Really good paper which describes in detail how the deduplication works.
- Can dedup be integrated into the VFS layer, like unionfs is shooting for, or does it have be integrated with the underlying filesystem.
- Is online dedup possible, and does the answer change when running SSD.
- What's the best granularity (block-level? inode-level? block extent-level?) and how badly can it randomize the i/o. I imagine one would have to do a lot of real-world benchmarking to find this out.
- Are there possible privacy issues (i.e. finding through i/o patterns whether someone else has a given block or file stored) and how to deal with them
I don't think it would be useful, I'm just interested in the level of "standard" data duplication.
"I was just toying around with a simple userspace app to see exactly how much I would save if I did dedup on my normal system, and with 107 gigabytes in use, I'd save 300 megabytes."
It's a relatively small amount.
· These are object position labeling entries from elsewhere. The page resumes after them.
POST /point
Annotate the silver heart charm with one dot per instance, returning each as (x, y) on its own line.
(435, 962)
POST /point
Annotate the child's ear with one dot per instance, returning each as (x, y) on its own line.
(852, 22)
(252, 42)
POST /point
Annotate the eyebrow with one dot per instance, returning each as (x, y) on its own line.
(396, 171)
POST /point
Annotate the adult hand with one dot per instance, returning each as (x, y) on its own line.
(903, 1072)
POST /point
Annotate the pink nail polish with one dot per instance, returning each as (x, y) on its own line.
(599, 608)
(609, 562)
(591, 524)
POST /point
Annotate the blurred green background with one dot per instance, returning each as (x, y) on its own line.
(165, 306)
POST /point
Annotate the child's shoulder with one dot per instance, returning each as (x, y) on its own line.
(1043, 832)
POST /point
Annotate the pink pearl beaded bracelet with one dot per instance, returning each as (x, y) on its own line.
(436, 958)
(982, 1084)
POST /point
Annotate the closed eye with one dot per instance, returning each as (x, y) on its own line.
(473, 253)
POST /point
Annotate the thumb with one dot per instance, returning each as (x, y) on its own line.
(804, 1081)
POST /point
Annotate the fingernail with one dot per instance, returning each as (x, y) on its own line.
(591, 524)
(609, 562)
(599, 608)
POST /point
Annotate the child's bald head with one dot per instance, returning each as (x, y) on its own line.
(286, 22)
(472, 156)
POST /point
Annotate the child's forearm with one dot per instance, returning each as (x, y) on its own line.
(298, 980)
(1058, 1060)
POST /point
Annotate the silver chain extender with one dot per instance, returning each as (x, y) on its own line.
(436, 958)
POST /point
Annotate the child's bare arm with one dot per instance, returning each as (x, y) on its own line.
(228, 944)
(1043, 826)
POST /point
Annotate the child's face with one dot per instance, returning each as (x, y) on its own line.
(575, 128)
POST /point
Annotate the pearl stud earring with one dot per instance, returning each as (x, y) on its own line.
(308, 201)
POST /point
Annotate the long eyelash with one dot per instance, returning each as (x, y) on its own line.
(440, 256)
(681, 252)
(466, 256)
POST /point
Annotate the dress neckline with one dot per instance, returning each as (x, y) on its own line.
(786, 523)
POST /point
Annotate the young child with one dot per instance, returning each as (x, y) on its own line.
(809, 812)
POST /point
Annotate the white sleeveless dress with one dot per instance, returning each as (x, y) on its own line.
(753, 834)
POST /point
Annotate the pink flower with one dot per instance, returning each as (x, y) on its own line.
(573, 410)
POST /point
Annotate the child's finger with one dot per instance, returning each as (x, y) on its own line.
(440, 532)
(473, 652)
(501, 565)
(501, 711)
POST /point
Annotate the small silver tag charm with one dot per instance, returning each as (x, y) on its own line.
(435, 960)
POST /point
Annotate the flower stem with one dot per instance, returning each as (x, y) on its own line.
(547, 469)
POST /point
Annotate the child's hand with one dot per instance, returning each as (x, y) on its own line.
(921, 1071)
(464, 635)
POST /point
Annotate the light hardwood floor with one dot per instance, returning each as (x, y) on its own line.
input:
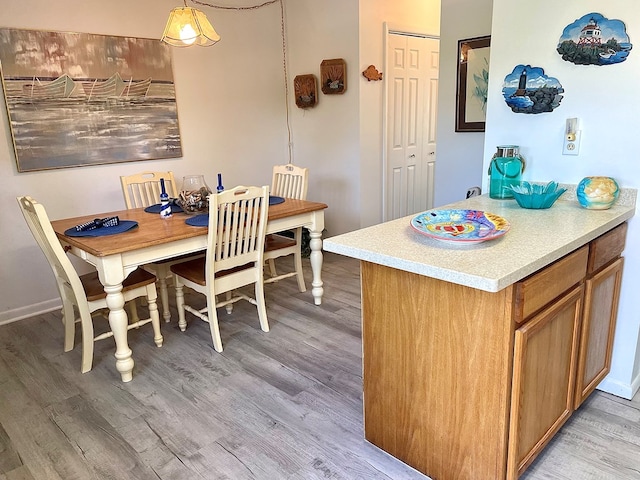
(280, 405)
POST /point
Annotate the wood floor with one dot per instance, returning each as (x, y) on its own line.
(280, 405)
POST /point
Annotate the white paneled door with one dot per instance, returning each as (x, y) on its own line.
(412, 95)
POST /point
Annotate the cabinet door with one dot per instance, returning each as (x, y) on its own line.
(601, 295)
(545, 357)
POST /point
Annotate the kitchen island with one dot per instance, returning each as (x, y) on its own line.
(475, 355)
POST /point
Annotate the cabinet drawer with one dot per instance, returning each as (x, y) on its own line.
(606, 247)
(535, 291)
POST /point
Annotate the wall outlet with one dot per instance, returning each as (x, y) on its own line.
(473, 191)
(571, 144)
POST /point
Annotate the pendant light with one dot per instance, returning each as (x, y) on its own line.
(188, 26)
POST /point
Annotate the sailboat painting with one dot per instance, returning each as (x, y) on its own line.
(79, 99)
(595, 40)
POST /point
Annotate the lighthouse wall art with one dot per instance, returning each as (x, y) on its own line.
(594, 40)
(528, 90)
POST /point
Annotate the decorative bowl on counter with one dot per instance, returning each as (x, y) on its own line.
(534, 195)
(597, 193)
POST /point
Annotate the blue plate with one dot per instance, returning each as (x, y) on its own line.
(122, 227)
(460, 226)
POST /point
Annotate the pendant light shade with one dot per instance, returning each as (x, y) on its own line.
(188, 26)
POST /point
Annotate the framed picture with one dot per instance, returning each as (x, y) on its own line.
(79, 99)
(305, 88)
(333, 76)
(472, 85)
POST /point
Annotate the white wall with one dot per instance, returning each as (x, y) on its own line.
(459, 155)
(605, 100)
(325, 137)
(416, 15)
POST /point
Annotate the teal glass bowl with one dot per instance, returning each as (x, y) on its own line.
(536, 196)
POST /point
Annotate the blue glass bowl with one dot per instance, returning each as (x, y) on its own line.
(533, 195)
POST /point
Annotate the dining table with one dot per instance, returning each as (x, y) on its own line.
(156, 238)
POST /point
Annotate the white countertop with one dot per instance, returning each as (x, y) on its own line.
(536, 239)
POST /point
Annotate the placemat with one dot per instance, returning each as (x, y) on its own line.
(175, 208)
(201, 220)
(122, 227)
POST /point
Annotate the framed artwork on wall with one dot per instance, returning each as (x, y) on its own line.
(472, 84)
(305, 90)
(333, 74)
(79, 99)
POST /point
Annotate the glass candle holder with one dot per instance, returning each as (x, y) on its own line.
(194, 195)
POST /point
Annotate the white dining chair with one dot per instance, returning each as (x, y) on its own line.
(85, 294)
(289, 181)
(234, 258)
(143, 190)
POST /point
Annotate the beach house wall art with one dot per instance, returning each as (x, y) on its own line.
(78, 99)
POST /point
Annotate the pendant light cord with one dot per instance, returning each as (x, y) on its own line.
(284, 56)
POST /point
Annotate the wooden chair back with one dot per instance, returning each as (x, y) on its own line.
(67, 279)
(237, 227)
(143, 189)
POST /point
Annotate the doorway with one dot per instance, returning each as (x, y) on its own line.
(412, 61)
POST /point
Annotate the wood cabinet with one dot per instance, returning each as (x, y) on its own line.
(544, 372)
(602, 292)
(464, 384)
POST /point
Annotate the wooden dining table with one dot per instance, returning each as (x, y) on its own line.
(156, 238)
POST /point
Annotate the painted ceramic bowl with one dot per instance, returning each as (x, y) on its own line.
(597, 193)
(533, 195)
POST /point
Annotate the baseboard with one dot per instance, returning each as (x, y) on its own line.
(17, 314)
(619, 389)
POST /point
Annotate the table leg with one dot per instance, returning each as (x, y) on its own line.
(315, 243)
(118, 321)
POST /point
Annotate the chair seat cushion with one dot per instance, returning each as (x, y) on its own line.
(276, 242)
(194, 270)
(95, 290)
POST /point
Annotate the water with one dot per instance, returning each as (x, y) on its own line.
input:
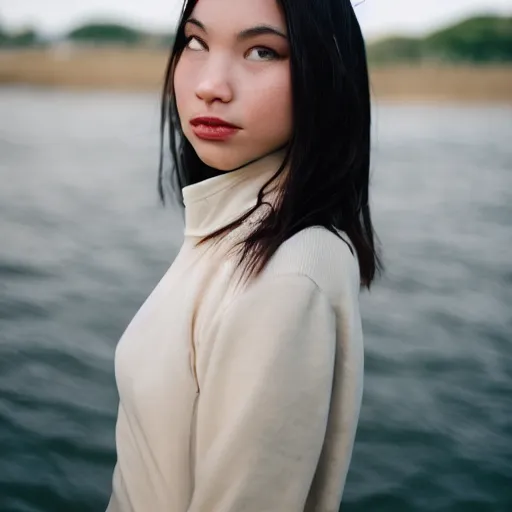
(83, 242)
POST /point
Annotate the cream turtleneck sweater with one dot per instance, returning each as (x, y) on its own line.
(241, 399)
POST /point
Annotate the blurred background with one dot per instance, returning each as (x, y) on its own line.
(83, 241)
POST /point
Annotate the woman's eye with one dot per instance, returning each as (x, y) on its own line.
(261, 53)
(194, 44)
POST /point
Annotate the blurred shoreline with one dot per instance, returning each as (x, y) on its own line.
(143, 69)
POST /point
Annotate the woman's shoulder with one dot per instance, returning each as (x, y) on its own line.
(329, 259)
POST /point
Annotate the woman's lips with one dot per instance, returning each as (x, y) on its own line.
(213, 128)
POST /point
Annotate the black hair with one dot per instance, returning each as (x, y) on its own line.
(328, 180)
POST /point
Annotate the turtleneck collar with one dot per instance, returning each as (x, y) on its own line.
(215, 202)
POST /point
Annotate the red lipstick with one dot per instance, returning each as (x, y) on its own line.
(213, 128)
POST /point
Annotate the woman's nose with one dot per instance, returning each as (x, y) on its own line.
(214, 86)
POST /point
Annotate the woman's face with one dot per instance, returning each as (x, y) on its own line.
(235, 67)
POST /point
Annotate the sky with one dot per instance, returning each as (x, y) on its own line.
(377, 17)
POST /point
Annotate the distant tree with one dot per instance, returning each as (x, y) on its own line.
(479, 39)
(395, 48)
(26, 37)
(105, 33)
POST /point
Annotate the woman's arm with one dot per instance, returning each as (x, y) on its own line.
(264, 400)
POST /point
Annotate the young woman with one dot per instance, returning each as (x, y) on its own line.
(240, 377)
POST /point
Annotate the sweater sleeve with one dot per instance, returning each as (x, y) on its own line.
(264, 402)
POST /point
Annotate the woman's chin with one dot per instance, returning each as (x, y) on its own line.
(221, 159)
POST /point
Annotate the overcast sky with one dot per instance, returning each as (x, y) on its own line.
(377, 17)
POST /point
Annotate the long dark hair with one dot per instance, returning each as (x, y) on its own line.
(328, 180)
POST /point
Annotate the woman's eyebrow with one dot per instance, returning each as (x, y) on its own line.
(247, 33)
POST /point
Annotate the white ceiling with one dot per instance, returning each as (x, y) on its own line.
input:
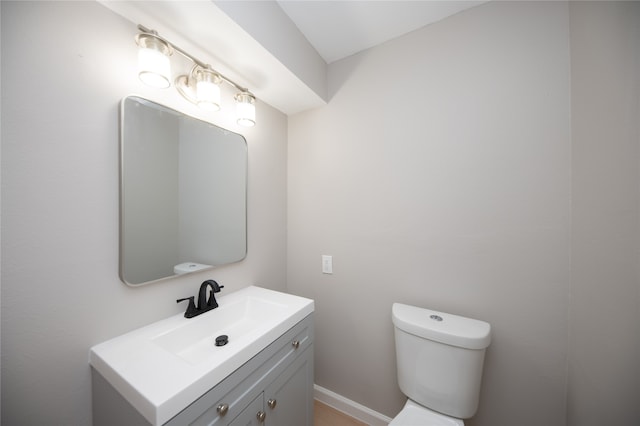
(338, 29)
(251, 43)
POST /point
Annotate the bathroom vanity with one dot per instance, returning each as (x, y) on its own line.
(172, 373)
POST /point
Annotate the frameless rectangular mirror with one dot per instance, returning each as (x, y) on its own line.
(183, 187)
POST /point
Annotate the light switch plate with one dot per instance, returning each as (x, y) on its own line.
(327, 264)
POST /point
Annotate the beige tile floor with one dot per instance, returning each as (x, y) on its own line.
(328, 416)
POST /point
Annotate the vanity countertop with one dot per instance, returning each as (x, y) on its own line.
(163, 367)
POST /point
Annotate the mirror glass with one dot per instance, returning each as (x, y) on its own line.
(183, 187)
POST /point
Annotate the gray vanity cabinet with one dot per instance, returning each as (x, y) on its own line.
(274, 388)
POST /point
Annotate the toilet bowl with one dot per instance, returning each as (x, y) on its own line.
(439, 359)
(413, 414)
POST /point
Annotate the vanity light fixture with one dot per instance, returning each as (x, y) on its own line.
(201, 86)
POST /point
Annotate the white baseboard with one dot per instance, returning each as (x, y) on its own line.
(349, 407)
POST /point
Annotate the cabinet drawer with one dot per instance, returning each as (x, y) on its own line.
(236, 392)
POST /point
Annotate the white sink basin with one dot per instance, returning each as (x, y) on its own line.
(163, 367)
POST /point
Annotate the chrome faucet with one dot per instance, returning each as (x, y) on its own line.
(204, 304)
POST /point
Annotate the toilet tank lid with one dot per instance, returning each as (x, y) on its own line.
(442, 327)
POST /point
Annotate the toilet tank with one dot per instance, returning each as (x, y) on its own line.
(440, 358)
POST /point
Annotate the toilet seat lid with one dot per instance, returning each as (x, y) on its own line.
(416, 415)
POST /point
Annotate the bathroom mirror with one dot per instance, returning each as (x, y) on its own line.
(183, 186)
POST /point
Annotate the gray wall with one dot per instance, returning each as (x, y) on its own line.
(440, 174)
(65, 67)
(604, 337)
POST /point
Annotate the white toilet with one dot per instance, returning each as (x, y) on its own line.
(439, 358)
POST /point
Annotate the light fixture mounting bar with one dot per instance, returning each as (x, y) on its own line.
(192, 58)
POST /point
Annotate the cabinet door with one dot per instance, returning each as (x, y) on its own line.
(253, 415)
(289, 399)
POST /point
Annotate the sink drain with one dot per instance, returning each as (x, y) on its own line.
(222, 340)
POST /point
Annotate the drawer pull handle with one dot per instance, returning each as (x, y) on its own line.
(223, 409)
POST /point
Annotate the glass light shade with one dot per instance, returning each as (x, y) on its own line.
(245, 109)
(208, 90)
(154, 67)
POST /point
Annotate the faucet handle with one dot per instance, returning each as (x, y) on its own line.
(191, 308)
(214, 285)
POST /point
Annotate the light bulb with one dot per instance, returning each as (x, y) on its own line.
(245, 109)
(208, 90)
(154, 67)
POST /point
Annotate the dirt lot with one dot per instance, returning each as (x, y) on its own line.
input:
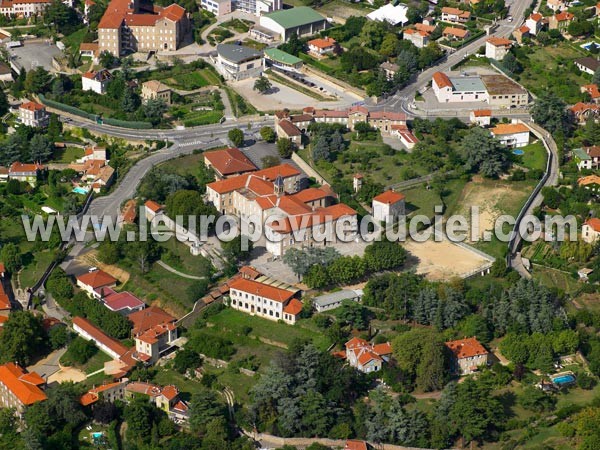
(443, 260)
(66, 374)
(491, 198)
(91, 260)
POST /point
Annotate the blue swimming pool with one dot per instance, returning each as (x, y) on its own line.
(80, 190)
(564, 379)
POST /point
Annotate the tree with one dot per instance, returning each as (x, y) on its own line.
(270, 161)
(40, 148)
(11, 257)
(268, 134)
(551, 112)
(38, 80)
(483, 153)
(106, 59)
(186, 359)
(236, 136)
(262, 85)
(130, 101)
(22, 338)
(285, 147)
(154, 110)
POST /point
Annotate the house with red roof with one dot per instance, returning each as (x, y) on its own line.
(228, 162)
(388, 205)
(264, 300)
(353, 444)
(93, 282)
(19, 388)
(365, 356)
(321, 47)
(108, 392)
(33, 114)
(467, 355)
(590, 231)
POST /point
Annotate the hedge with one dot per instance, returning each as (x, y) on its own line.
(79, 112)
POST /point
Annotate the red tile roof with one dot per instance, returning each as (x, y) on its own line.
(294, 307)
(389, 197)
(466, 348)
(153, 206)
(31, 106)
(229, 161)
(148, 318)
(322, 43)
(594, 223)
(442, 80)
(25, 386)
(98, 335)
(262, 290)
(97, 279)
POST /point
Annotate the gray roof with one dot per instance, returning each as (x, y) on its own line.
(338, 296)
(467, 84)
(237, 53)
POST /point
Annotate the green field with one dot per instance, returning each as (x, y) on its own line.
(535, 156)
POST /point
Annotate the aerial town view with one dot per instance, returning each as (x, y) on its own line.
(299, 224)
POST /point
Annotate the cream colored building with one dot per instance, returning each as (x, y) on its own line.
(155, 90)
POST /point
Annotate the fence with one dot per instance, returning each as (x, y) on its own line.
(307, 168)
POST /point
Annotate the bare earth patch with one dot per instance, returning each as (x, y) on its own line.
(66, 374)
(443, 260)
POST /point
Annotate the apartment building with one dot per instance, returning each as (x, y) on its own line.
(19, 388)
(127, 26)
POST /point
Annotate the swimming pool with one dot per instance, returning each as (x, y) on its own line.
(564, 379)
(80, 190)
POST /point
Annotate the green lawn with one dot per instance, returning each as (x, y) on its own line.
(67, 155)
(231, 321)
(33, 271)
(535, 156)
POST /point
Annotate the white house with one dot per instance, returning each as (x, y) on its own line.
(513, 135)
(237, 62)
(96, 81)
(534, 23)
(264, 300)
(481, 117)
(497, 48)
(367, 357)
(33, 114)
(590, 231)
(93, 282)
(388, 204)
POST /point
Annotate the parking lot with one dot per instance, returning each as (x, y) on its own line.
(33, 55)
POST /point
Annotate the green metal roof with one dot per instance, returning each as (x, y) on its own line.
(295, 17)
(580, 154)
(280, 56)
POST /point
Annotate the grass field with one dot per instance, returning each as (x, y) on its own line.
(67, 155)
(535, 156)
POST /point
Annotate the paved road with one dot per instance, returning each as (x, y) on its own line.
(401, 99)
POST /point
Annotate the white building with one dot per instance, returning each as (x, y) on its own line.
(96, 81)
(458, 89)
(236, 62)
(394, 15)
(534, 23)
(264, 301)
(590, 231)
(33, 114)
(513, 135)
(388, 204)
(217, 7)
(497, 48)
(327, 302)
(481, 117)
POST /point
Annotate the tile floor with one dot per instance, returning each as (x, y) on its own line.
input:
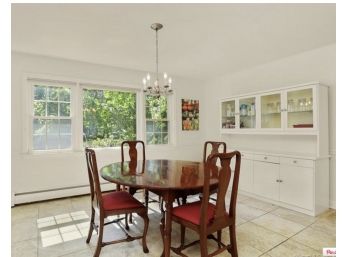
(59, 228)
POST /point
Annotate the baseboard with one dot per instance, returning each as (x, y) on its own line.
(333, 205)
(36, 196)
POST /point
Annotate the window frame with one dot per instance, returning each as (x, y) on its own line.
(94, 86)
(168, 119)
(76, 110)
(31, 82)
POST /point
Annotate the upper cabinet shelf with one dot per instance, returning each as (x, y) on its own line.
(291, 110)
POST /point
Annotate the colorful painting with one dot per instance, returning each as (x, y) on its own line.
(190, 114)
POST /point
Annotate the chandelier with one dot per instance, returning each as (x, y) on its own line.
(157, 87)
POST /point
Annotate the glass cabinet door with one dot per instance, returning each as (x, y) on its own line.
(247, 113)
(300, 108)
(270, 111)
(228, 114)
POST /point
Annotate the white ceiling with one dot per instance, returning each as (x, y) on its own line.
(198, 40)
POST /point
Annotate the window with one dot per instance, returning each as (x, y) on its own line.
(51, 117)
(156, 109)
(109, 117)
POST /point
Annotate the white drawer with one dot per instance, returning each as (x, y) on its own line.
(248, 156)
(266, 158)
(297, 162)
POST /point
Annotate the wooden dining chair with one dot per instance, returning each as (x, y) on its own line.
(215, 147)
(110, 204)
(206, 218)
(133, 156)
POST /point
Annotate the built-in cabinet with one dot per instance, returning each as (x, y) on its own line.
(298, 183)
(293, 178)
(288, 110)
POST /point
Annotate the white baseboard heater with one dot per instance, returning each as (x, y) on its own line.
(41, 195)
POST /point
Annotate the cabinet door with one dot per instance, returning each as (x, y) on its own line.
(246, 175)
(266, 175)
(296, 186)
(247, 113)
(300, 113)
(271, 111)
(228, 114)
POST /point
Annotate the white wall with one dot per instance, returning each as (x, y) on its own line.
(315, 65)
(36, 172)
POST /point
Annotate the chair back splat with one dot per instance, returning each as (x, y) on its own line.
(215, 146)
(111, 204)
(206, 218)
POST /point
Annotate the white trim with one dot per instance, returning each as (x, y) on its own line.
(304, 85)
(59, 193)
(333, 204)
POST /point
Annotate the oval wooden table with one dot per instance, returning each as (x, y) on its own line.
(167, 178)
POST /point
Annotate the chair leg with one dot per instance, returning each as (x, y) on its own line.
(100, 236)
(146, 195)
(204, 245)
(182, 235)
(90, 226)
(126, 221)
(219, 238)
(146, 226)
(233, 241)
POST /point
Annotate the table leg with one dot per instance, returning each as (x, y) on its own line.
(166, 221)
Then again - you're storing 300MB of exactly the same blocks of data... Unless they're manual backup files, this looks like a big waste to me.
I then decided to disable the dedup, because it comes at a cost - the checksum data (which would mostly be living on the SSD read cache I had attached) was occupying about 3 times the monetary worth of SSD storage space than the monetary worth of conventional disk space that the duplicate data was occupying.
I noticed that the opendedup site (linked from the article) claims a much lower volume of checksum data, relative to number of files; perhaps an order of magnitude less than I observed with ZFS, but they seem achieve that by using a fixed 128KB block size, which brings along its own waste. (ZFS uses variable block size.) I haven't actually done the numbers here but I wouldn't be at all surprised to find that for my data, the 128KB block size would be costing as much disk space as what dedup was saving me. (YMMV, of course.)
I would recommend using zfs-fuse. You don't have the FUSE->File on a filesystem->Hard disk indirection (thus more speed). And additionaly you get all the cool ZFS features! If you need even more speed there is a ZFS kernel module for linux and a dedup patch for btrfs. I don't think those are production ready though.
I wonder if there is a way to improve on that?